La paz no se escribe al dictado. No es un monólogo en línea recta del vencedor. Es una novela coral con personajes que se ocupan de formular todas las preguntas, pero a los que no les sirven cualquier respuesta. No es un punto equidistante sin memoria. Es el lugar de partida para la convivencia en libertad que no puede olvidarse de la justicia. Ayer conocimos que se le otorgaba al presidente colombiano Juan Manuel Santos el Nobel de la Paz. La presidenta del Comité Noruego, Kaci Kullmann Five, destacó que el mandatario sudamericano recibía el galardón por sus esfuerzos en pro del entendimiento con la guerrilla de las FARC tras cincuenta y dos años de conflicto con la sociedad colombiana.

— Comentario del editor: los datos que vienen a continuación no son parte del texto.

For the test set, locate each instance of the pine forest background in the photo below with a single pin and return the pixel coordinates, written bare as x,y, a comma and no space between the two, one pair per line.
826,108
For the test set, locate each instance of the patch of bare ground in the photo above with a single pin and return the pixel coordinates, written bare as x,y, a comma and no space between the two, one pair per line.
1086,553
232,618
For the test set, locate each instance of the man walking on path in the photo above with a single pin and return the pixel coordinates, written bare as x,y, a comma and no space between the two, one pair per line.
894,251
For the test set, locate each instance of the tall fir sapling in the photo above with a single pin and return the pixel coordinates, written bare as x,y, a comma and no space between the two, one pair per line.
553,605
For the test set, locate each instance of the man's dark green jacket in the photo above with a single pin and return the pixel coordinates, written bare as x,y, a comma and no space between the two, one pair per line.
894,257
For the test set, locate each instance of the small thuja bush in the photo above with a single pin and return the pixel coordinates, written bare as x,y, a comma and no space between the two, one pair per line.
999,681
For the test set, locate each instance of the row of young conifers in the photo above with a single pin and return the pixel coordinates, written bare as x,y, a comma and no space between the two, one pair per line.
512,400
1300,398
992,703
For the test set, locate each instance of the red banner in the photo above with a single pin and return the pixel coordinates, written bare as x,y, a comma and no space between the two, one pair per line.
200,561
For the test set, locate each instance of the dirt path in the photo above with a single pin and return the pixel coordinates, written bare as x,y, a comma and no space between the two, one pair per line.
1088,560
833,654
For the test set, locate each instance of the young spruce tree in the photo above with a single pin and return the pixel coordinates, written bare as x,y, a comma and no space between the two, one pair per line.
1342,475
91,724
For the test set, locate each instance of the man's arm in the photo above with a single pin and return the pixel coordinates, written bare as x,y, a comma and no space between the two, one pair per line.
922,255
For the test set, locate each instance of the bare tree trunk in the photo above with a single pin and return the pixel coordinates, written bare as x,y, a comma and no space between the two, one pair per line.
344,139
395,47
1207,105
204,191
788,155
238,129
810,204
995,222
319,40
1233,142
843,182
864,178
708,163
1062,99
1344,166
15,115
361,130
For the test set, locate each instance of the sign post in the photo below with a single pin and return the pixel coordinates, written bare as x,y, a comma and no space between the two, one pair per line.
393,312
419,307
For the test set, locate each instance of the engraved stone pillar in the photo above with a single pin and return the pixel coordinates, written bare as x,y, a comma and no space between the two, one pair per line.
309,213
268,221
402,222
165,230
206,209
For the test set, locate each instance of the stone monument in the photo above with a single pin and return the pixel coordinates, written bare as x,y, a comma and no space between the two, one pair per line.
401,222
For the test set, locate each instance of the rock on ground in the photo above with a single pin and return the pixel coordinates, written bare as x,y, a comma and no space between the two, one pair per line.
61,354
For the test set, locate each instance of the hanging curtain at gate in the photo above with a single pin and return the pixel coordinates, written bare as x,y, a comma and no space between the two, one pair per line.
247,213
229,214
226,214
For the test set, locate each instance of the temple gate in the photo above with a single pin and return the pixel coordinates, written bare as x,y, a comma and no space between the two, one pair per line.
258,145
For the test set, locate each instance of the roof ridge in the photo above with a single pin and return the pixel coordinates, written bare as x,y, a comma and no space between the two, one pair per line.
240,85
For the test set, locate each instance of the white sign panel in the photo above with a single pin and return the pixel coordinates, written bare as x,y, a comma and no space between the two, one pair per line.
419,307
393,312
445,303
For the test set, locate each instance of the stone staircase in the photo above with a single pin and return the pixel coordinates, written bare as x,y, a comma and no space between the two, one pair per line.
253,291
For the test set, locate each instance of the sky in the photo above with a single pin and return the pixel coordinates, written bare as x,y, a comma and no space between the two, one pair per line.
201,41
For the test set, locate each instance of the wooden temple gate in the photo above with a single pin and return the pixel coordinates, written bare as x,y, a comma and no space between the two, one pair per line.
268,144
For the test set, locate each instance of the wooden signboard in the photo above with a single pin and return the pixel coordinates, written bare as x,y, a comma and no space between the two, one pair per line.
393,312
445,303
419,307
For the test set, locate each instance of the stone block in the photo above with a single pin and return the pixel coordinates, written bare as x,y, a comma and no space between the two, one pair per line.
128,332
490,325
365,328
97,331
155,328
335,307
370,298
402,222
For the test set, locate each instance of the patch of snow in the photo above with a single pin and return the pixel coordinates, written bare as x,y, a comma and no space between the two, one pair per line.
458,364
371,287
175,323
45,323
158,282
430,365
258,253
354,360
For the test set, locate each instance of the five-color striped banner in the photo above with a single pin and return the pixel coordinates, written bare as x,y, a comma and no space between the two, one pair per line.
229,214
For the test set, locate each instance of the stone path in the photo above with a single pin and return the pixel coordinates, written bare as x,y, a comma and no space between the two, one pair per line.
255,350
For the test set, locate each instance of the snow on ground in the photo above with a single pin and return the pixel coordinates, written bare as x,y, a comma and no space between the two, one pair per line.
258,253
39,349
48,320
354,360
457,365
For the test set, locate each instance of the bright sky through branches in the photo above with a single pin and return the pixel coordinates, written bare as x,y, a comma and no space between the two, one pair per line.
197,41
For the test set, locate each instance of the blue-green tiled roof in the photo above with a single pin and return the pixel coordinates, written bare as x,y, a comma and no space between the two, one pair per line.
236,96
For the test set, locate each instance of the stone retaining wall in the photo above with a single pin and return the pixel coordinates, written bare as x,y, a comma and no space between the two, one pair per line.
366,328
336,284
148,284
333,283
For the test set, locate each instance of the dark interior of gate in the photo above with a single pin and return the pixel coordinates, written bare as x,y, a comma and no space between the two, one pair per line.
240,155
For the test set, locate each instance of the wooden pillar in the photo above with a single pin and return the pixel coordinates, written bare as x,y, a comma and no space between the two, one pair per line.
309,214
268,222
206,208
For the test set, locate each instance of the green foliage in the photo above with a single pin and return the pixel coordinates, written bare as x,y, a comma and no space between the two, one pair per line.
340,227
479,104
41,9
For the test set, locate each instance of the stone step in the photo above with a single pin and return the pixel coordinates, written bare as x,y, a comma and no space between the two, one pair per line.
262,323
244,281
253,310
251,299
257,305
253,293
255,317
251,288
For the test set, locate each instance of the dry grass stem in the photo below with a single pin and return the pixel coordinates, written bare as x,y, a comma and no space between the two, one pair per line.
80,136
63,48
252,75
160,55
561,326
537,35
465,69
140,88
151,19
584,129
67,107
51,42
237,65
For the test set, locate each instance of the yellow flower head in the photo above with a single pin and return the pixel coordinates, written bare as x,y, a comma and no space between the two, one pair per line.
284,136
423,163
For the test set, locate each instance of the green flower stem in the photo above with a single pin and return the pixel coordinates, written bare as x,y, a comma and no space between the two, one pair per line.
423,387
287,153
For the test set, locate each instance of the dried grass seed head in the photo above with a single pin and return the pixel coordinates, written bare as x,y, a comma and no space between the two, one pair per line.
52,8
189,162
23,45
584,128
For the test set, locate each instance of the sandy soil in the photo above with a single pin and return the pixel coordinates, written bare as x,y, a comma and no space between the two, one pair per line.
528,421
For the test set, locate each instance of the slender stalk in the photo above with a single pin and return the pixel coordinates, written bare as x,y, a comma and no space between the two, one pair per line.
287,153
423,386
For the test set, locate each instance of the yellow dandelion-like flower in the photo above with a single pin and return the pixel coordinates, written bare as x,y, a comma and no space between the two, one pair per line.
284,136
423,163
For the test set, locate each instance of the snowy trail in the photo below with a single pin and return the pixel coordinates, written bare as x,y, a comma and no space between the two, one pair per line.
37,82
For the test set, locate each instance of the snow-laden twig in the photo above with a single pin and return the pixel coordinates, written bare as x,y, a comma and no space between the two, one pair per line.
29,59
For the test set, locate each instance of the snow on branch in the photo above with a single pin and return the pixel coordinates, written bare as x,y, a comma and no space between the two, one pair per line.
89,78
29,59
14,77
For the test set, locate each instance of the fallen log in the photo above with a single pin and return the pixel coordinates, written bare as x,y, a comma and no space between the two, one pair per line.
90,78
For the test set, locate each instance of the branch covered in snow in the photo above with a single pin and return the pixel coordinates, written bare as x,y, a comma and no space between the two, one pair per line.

Es muy llamativo que llegue ahora este refrendo de la academia noruega a uno de los protagonistas de este proceso de paz, que no ha finalizado aún y que ha sido rechazado por los colombianos el pasado domingo en referéndum. La comunidad internacional con toda su influencia alentó a que se firmara un acuerdo que recibió las bendiciones de muchos líderes mundiales. En España, la gran mayoría de medios de comunicación y partidos políticos, por no decir que prácticamente su totalidad, no tuvieron tiempo ni ganas para escuchar el mensaje de los que defendían el 'no' a este acuerdo, encabezados por los expresidentes Álvaro Uribe y Andrés Pastrana, que finalmente obtuvieron el respaldo mayoritario de sus conciudadanos. Defendían que el empeño de la paz para su pueblo era ilusionante pero que los acuerdos de La Habana eran decepcionantes, fundamentalmente por otorgar unos beneficios a los guerrilleros de las FARC que ninguna sociedad democrática podía permitir en honor a hacer justicia con las víctimas y respetar su dignidad y memoria.

Todo apunta a que se tenía por seguro que los colombianos refrendarían ese acuerdo débil, y que el Nobel de la Paz supondría en este año el colofón que merecía uno de los propulsores de este documento. En ediciones anteriores, siempre se premió a las partes enfrentadas en un conflicto, como en el caso de Mandela y De Klerk en Sudáfrica, pero en esta ocasión era de difícil defensa otorgárselo también al líder de las FARC, Rodrigo Londoño, alias Timochenko.

Algunos sesudos analistas europeos han tratado a los colombianos como ignorantes por no respaldar este acuerdo de camisas blancas e intereses oscuros.

Los colombianos han escrito con renglones torcidos que su paz no debe ser la paz de los muertos.